Senior Jason Black, director of Activities for CSA, agreed.

“It just shows change, and that’s why Obama is on all of the Black History Month advertisements,” he said. “It shows that now we’re heading into a new era. It shows opportunity, that we’re slowly accomplishing goals and ways to break down barriers.”

Nashia Whittenburg, assistant director of Multicultural Affairs within Student Life, helped organize the events that are planned for Black History Month and, like many of the students, has noticed a renewed energy and interest in the events in the wake of Obama’s inauguration.

“In past years I’ve walked around and seen ads for our events on the ground or scattered around,” she said. “This year, with the beautiful Obama image on them, I haven’t seen any, so I know people are picking them up.”

Like in past years, Whitenburg helped plan the events for Black History Month alongside the Black History Month Committee – a group of 20 students, many of them active members in Haraya.

In all, there are 19 events planned throughout Feb. in honor of Black History Month.

There have already been four events, and the reception has been positive so far.

“I was anticipating low numbers for the first event, but we had a fairly decent turnout for Groove,” Whittenburg said. “It might be because the coffeehouse series has been set in stone by Campus Activities, so that has gained a lot of momentum.”

Groove, held on Saturday Feb. 7 in the UC Storm Center, featured various poets, and was sponsored in conjunction with Campus Activities.

Other upcoming events include the MLK Dinner on Thursday, Feb. 19 in Marillac Terrace and the “South Africa Benefit Concert: What Makes Your Heart Bleed?” on Saturday, Feb. 21.

Many students seem enthused about the upcoming panel discussion, called “Terminology; Black or African American,” which is set to be held on Feb. 11 in Council Hall at 5 p.m.

“To be able to sit down and see everyone’s opinion on the word ‘black’ and what other people feel about that word, not only just African Americans, but people of other races and cultures, is so interesting,” Sears said.

Whittenburg added that the panel discussion has received some of the most buzz of any of the events.

“I’ve gotten a lot of e-mail correspondence about the panel discussion,” she said. “It’s a pretty hot topic.

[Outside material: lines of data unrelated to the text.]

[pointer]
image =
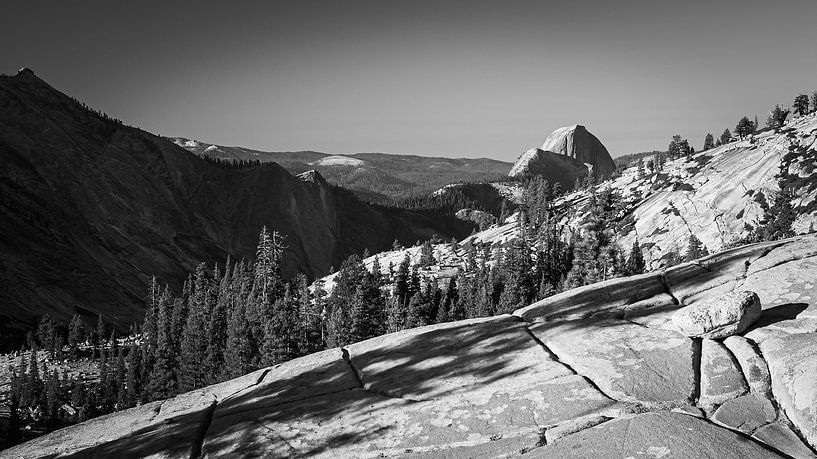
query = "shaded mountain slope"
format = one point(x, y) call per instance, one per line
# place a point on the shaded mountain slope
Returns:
point(567, 153)
point(92, 208)
point(375, 177)
point(597, 371)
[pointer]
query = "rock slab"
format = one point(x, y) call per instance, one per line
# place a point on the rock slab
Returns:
point(793, 365)
point(726, 315)
point(721, 379)
point(663, 435)
point(628, 362)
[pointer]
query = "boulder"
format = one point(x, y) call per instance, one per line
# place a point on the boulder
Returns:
point(612, 298)
point(726, 315)
point(746, 413)
point(751, 363)
point(663, 435)
point(628, 362)
point(784, 440)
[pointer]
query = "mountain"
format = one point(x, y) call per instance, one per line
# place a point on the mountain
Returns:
point(92, 208)
point(598, 371)
point(568, 152)
point(374, 177)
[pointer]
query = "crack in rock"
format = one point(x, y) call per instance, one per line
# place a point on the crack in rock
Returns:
point(198, 440)
point(555, 357)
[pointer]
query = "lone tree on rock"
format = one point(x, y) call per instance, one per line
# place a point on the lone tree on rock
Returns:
point(777, 116)
point(800, 105)
point(709, 142)
point(726, 137)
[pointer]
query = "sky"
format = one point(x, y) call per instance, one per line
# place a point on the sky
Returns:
point(434, 78)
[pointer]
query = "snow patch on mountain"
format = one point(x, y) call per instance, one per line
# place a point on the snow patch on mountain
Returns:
point(338, 160)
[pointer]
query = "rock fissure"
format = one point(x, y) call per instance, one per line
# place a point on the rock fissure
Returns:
point(275, 434)
point(697, 353)
point(667, 289)
point(198, 440)
point(555, 357)
point(348, 359)
point(781, 412)
point(368, 387)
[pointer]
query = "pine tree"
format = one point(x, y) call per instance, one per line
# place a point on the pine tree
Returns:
point(238, 354)
point(46, 333)
point(777, 116)
point(368, 311)
point(269, 254)
point(194, 343)
point(427, 254)
point(132, 381)
point(99, 336)
point(635, 263)
point(709, 142)
point(674, 148)
point(744, 128)
point(401, 281)
point(161, 382)
point(415, 315)
point(780, 216)
point(76, 335)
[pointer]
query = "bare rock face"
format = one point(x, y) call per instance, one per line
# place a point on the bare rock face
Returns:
point(593, 373)
point(568, 152)
point(726, 315)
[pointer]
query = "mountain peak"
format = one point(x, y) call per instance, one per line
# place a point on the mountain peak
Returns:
point(574, 142)
point(312, 176)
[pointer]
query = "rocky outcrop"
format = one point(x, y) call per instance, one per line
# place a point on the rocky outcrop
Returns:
point(553, 380)
point(726, 315)
point(91, 209)
point(567, 153)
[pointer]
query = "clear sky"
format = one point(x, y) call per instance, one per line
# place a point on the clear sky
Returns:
point(460, 79)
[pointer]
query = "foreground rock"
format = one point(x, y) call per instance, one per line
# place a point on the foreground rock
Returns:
point(726, 315)
point(626, 361)
point(572, 143)
point(793, 365)
point(721, 378)
point(593, 372)
point(658, 435)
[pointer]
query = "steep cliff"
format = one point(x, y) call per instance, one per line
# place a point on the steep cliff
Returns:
point(562, 156)
point(92, 208)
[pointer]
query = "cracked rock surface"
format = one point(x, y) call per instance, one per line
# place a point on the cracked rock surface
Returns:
point(593, 372)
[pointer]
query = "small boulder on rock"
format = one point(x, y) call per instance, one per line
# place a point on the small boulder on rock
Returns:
point(726, 315)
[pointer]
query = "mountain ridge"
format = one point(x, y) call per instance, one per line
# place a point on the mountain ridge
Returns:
point(92, 208)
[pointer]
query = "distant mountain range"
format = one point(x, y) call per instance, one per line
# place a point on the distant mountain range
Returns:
point(375, 177)
point(91, 209)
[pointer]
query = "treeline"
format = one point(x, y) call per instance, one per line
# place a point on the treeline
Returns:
point(232, 319)
point(448, 202)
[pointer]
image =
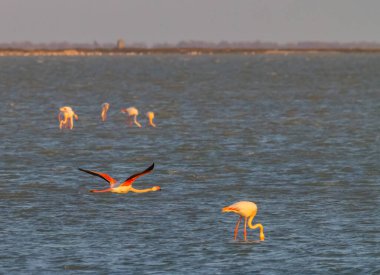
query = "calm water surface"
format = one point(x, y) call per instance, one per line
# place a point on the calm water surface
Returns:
point(299, 135)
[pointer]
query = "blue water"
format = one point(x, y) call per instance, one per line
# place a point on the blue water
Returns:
point(299, 135)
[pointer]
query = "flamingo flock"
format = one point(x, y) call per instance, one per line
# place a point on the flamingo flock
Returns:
point(245, 209)
point(66, 116)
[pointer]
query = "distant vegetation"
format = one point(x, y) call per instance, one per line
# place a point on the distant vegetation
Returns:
point(26, 45)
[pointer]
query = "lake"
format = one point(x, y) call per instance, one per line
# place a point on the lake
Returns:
point(299, 135)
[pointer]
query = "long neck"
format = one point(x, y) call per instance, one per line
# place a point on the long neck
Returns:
point(257, 225)
point(136, 122)
point(101, 191)
point(141, 190)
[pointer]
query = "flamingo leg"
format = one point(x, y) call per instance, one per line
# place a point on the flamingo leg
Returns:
point(237, 228)
point(245, 229)
point(101, 191)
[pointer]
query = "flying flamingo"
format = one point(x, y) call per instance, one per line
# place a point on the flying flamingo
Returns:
point(66, 116)
point(125, 186)
point(132, 112)
point(105, 107)
point(247, 210)
point(150, 116)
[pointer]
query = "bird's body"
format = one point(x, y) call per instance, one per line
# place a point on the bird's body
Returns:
point(150, 116)
point(247, 210)
point(132, 113)
point(105, 107)
point(66, 117)
point(124, 187)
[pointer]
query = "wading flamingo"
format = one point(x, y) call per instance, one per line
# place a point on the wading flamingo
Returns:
point(125, 186)
point(66, 116)
point(247, 210)
point(150, 116)
point(132, 113)
point(105, 107)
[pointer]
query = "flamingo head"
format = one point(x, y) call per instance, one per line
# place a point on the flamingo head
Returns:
point(156, 188)
point(230, 209)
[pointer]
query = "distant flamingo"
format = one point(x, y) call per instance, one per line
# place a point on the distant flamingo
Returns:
point(66, 116)
point(125, 186)
point(132, 112)
point(150, 116)
point(247, 210)
point(105, 107)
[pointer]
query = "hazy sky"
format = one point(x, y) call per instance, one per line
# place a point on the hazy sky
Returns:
point(153, 21)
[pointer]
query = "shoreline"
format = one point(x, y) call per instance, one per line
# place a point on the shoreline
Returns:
point(183, 51)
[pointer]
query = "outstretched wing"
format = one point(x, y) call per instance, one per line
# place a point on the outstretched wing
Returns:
point(104, 176)
point(132, 178)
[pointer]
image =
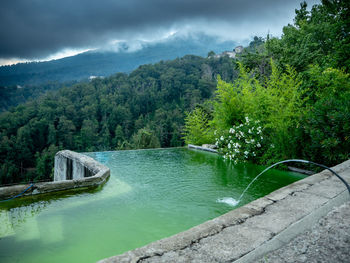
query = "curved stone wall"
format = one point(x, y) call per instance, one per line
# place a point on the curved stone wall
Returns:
point(72, 171)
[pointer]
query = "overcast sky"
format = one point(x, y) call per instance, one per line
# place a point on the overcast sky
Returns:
point(42, 29)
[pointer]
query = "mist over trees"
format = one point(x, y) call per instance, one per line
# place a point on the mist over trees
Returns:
point(296, 86)
point(143, 109)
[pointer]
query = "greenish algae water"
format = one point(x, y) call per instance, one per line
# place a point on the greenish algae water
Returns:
point(151, 194)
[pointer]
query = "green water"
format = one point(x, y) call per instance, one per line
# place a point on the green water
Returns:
point(151, 194)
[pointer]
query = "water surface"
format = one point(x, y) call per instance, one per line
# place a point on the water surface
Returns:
point(151, 194)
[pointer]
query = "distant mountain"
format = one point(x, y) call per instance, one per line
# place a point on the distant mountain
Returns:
point(105, 63)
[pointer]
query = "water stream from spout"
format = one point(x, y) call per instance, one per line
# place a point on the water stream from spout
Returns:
point(233, 202)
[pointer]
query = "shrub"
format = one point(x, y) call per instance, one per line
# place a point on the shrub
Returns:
point(242, 142)
point(197, 130)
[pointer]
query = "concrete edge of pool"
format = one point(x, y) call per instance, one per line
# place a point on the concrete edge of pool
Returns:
point(85, 173)
point(249, 232)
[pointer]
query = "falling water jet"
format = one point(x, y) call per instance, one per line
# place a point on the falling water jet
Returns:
point(230, 202)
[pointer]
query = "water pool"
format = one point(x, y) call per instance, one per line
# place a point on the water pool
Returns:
point(151, 194)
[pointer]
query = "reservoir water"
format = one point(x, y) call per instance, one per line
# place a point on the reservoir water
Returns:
point(151, 194)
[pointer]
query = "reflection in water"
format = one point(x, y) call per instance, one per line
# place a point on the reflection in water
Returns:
point(151, 194)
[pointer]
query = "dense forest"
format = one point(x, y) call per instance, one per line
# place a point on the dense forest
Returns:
point(291, 98)
point(121, 58)
point(143, 109)
point(282, 98)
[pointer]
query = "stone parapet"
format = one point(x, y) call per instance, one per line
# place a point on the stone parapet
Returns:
point(85, 173)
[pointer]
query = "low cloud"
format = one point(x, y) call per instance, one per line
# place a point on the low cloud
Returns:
point(37, 29)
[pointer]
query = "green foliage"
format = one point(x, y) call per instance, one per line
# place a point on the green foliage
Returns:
point(196, 128)
point(242, 142)
point(327, 122)
point(277, 103)
point(319, 36)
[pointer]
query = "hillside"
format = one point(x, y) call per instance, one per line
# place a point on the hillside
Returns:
point(105, 63)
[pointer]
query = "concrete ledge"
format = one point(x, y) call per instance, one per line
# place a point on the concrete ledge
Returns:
point(247, 233)
point(100, 174)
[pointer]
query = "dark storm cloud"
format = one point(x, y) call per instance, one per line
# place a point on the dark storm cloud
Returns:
point(37, 28)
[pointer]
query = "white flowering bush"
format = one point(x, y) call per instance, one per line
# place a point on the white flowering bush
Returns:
point(242, 142)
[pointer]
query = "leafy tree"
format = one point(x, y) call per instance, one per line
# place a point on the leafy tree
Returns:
point(196, 130)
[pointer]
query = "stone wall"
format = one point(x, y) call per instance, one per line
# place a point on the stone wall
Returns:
point(72, 171)
point(248, 233)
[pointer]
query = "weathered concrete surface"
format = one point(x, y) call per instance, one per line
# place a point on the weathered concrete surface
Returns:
point(327, 241)
point(100, 174)
point(81, 166)
point(250, 232)
point(205, 147)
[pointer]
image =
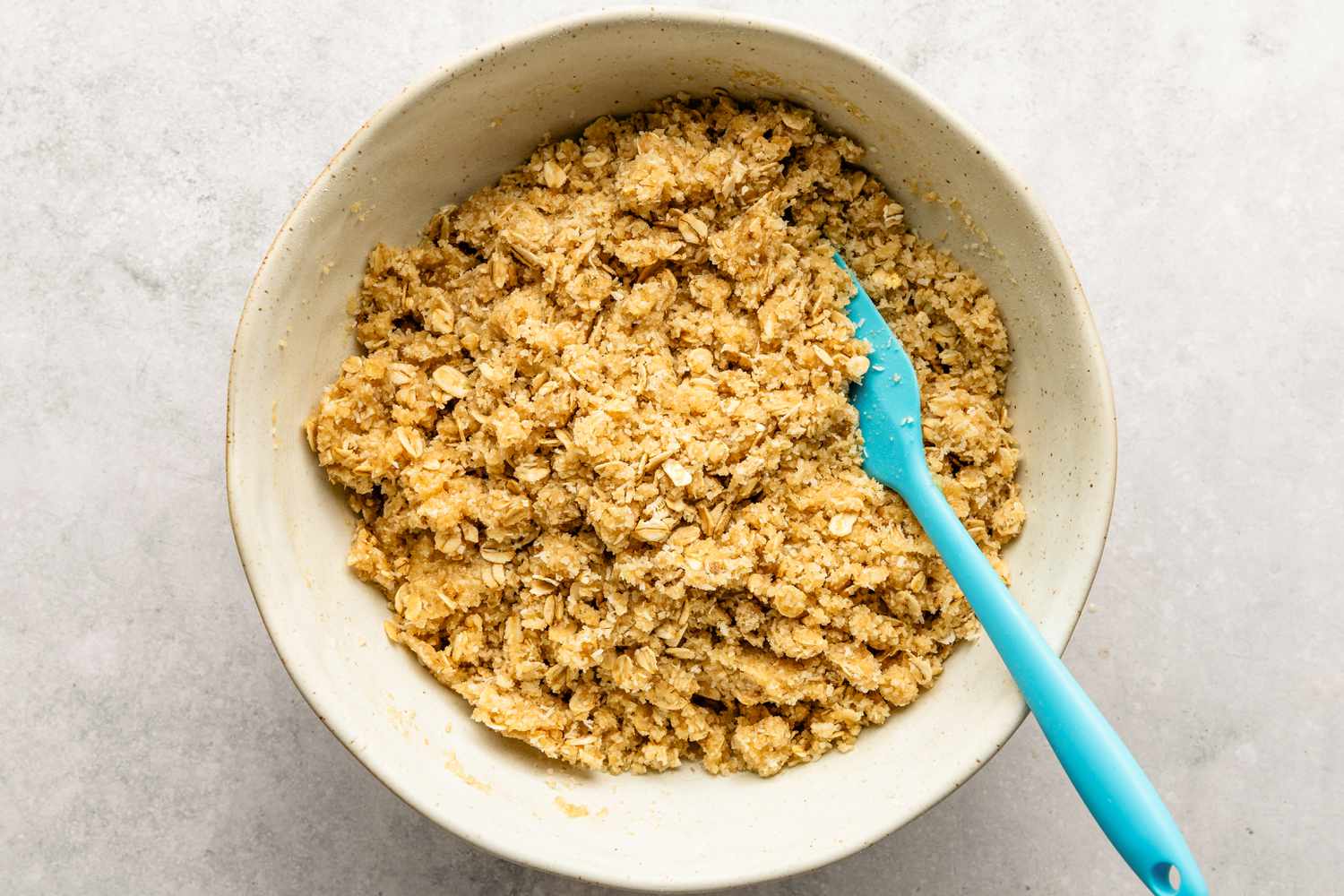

I’ve gotten calls from alumni, media relations, different entities on campus wanting promotional matierials, wanting to know what’s going on. We have so much interaction with faculty – that’s what really makes the difference. Faculty will be participating in the two different panels.”

Junior Jose Bererra thinks the events planned this year are interesting, and he plans on attending a few.

“I always try to get involved in activities no matter their affiliation,” he said. “I’m more inclined to go to a Black History Month event.”